PA delegation in Syria in bid to protect refugees
Following break with Hamas, visit may mark a thawing of relations between the Assad regime and Abbas’s government
Elhanan Miller is the former Arab affairs reporter for The Times of Israel

A high-ranking Palestinian delegation arrived in Damascus on Sunday in a bid to persuade the Assad regime to protect Palestinian refugees living in Syria, many of whom have fled their homes as fighting between government and opposition forces engulfed the country’s refugee camps.
The Palestinian delegation, headed by Fatah official Zakaria Al-Agha and including Labor Minister Ahmad Majdalani, was set to meet Monday with Syrian Deputy Foreign Minister Faisal Mekdad and members of Palestinian factions to discuss ways of distancing Palestinian refugee camps from the civil war raging in the country since early 2011.
UNRWA, a UN agency that aides Palestinian refugees, on February 8 reported a “particularly grave humanitarian crisis” in Syrian refugee camps as fighting intensified in the Rif Damascus region, where many of the camps are located. According to UNRWA, refugees are experiencing acute shortages of water, electricity and medical services.

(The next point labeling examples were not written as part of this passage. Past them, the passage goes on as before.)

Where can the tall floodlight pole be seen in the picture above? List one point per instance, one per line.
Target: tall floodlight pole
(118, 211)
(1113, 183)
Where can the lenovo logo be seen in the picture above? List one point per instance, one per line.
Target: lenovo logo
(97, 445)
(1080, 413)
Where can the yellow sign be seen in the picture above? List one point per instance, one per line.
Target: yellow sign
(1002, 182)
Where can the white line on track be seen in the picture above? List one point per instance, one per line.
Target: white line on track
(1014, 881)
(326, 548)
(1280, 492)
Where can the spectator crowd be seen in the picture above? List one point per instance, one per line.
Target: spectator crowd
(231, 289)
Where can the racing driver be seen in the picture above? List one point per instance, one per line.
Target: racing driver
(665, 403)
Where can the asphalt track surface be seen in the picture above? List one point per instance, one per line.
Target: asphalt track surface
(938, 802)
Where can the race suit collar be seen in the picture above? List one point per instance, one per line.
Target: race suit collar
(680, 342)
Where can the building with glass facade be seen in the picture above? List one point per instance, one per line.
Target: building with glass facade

Nearly 500,000 Palestinian refugees are registered with UNRWA in Syria, living in nine official and three unofficial refugee camps. But recent reports indicated that half the residents of Yarmouk, the largest of Syria’s Palestinian refugee camps, have fled their homes following heavy fighting between the pro-Assad Palestinian faction PFLP-GC and the opposition’s Free Syrian Army.
PA President Mahmoud Abbas told journalists last month that Israel had agreed to allow the entry of 150,000 Yarmouk refugees into the West Bank on condition that they forgo their “right of return,” claims denied both by Israel and by the UN.
Jordanian Prime Minister Abdullah Ensour last month declared that his country would not let in Palestinian refugees fleeing Syria for fear of tilting the demographic balance in the Hashemite Kingdom in favor of the Palestinians.
The Palestinian visit may mark a new era in relations between the Palestinian Authority and the Assad regime, following Hamas’s departure from Syria in early 2012 and the ensuing crisis in relations.
According to Lebanese opposition daily Al-Mustaqbal, the Palestinian delegation will attempt to disarm factions within the camps. Syria, for its part, will open a new Palestinian embassy in a building owned by Fatah but confiscated by the government in the mid 1980s.
A joint Syrian-Palestinian committee will be formed to define property taken by the Syrian government in the ’80s “due to political differences,” and allow the PLO to repossess it, Al-Mustaqbal reported.
Abbas has consistently stressed his position of political neutrality toward the conflict in Syria.